The man many credit with Anbar’s improved fortunes is 40-year-old Mohammad al-Halbousi, who was Anbar’s governor from 2017 until 2018, when he became parliamentary speaker — the most senior post assigned to a Sunni within Iraq’s executive branch under its sectarian power-sharing system. In a country and a province where anger at corruption and high youth unemployment is rife, Halbousi is seen as having been effective in pushing for reconstruction at the political level.

“Life now is better than before Isis,” said a mechanic in the young politician’s home town Garma. “There’s no comparison in my situation . . . security, and my work, is better than before.” The 43-year-old said he had voted for Halbousi in Iraq’s recent elections “because he worked”.

Yet not all have benefited from the development, and many are still paying the high cost of ousting the jihadis. After a chaotic 2016 military operation, the Shia militias that were mobilised to fight the jihadis still control parts of Anbar.

On a dusty street where some houses still lie in rubble, Sadiya Hamed, 59, lives with 14 grandchildren and four daughters-in-law. She lost all nine sons during Isis liberation operations in June 2016, when an unidentified armed group in military garb entered her neighbourhood of Saqlawiya.

Shia militiamen have long been suspected, but Hamed said there has been no official investigation. Nor did the authorities help her rebuild. “The government did nothing in this area,” Hamed said, adding she was still in debt from repairing her house, torched during her displacement. “They only repaired the main street and they neglected the internal streets.” 

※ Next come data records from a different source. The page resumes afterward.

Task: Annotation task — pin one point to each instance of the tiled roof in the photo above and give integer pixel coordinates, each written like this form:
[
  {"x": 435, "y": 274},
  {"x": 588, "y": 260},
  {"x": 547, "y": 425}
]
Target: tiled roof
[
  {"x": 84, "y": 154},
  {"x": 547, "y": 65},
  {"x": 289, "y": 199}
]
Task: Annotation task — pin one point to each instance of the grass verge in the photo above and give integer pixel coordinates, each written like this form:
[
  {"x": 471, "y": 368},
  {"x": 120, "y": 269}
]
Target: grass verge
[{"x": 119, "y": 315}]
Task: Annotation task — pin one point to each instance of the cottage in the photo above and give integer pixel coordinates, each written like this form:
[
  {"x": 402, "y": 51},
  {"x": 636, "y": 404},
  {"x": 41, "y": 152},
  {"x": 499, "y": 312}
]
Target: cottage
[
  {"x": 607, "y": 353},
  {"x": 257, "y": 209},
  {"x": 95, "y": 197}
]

Many Anbaris resent what they see as the continued occupation by powerful Shia militia forces, and analysts say pro-Iranian militias commandeer lucrative smuggling routes. “They claimed they liberated our areas and so deserve to take money from us,” said a fisherman, one of many locals who complained that militiamen had extorted them. “We don’t feel we are liberated because they are in control.”

Haider Al-Abadi, the former Iraqi prime minister appointed during the Isis war, admitted that the militias had grown bigger and more powerful than he had anticipated. “They had been given authority without control. That chain was broken, that was very dangerous,” said Abadi.

Military commander Ghannem, who also hails from Anbar, denies militia violations in his area. But he worries that extremist ideology still exists: while Anbaris “have distanced themselves from this . . . I believe that people who are engaged in such thoughts will never stop”.

Yet fears of a putative extremist resurgence doesn’t deter Mohammad Salman, serving customers in his brother’s busy cosmetic shop in Ramadi. After two decades in Sweden, he returned this year and is so optimistic about Anbar that his Jordanian wife and four children intend to leave Europe and join him.

“I expect Anbar will get better in the future,” said Salman. “I don’t want to get political, but I am content with the people leading Anbar now . . . and as for security, it’s great here.”